HBase can be used as a data source, TableInputFormat,
and data sink, TableOutputFormat
or MultiTableOutputFormat,
for MapReduce jobs. Writing MapReduce jobs that read or write HBase, it is advisable to
subclass TableMapper
and/or TableReducer.
See the do-nothing pass-through classes IdentityTableMapper
and IdentityTableReducer
for basic usage. For a more involved example, see RowCounter
or review the org.apache.hadoop.hbase.mapreduce.TestTableMapReduce
unit test.
If you run MapReduce jobs that use HBase as source or sink, need to specify source and sink table and column names in your configuration.

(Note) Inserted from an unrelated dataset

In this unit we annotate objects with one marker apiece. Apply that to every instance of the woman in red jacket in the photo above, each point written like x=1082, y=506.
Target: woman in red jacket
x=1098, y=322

When you read from HBase, the TableInputFormat
requests the list of regions
from HBase and makes a map, which is either a map-per-region
or
mapreduce.job.maps
map, whichever is smaller. If your job only has two maps,
raise mapreduce.job.maps
to a number greater than the number of regions. Maps
will run on the adjacent TaskTracker if you are running a TaskTracer and RegionServer per
node. When writing to HBase, it may make sense to avoid the Reduce step and write back into
HBase from within your map. This approach works when your job does not need the sort and
collation that MapReduce does on the map-emitted data. On insert, HBase 'sorts' so there is
no point double-sorting (and shuffling data around your MapReduce cluster) unless you need
to. If you do not need the Reduce, you myour map might emit counts of records processed for
reporting at the end of the jobj, or set the number of Reduces to zero and use
TableOutputFormat. If running the Reduce step makes sense in your case, you should typically
use multiple reducers so that load is spread across the HBase cluster.
A new HBase partitioner, the HRegionPartitioner, can run as many reducers the number of existing regions. The HRegionPartitioner is suitable when your table is large and your upload will not greatly alter the number of existing regions upon completion. Otherwise use the default partitioner.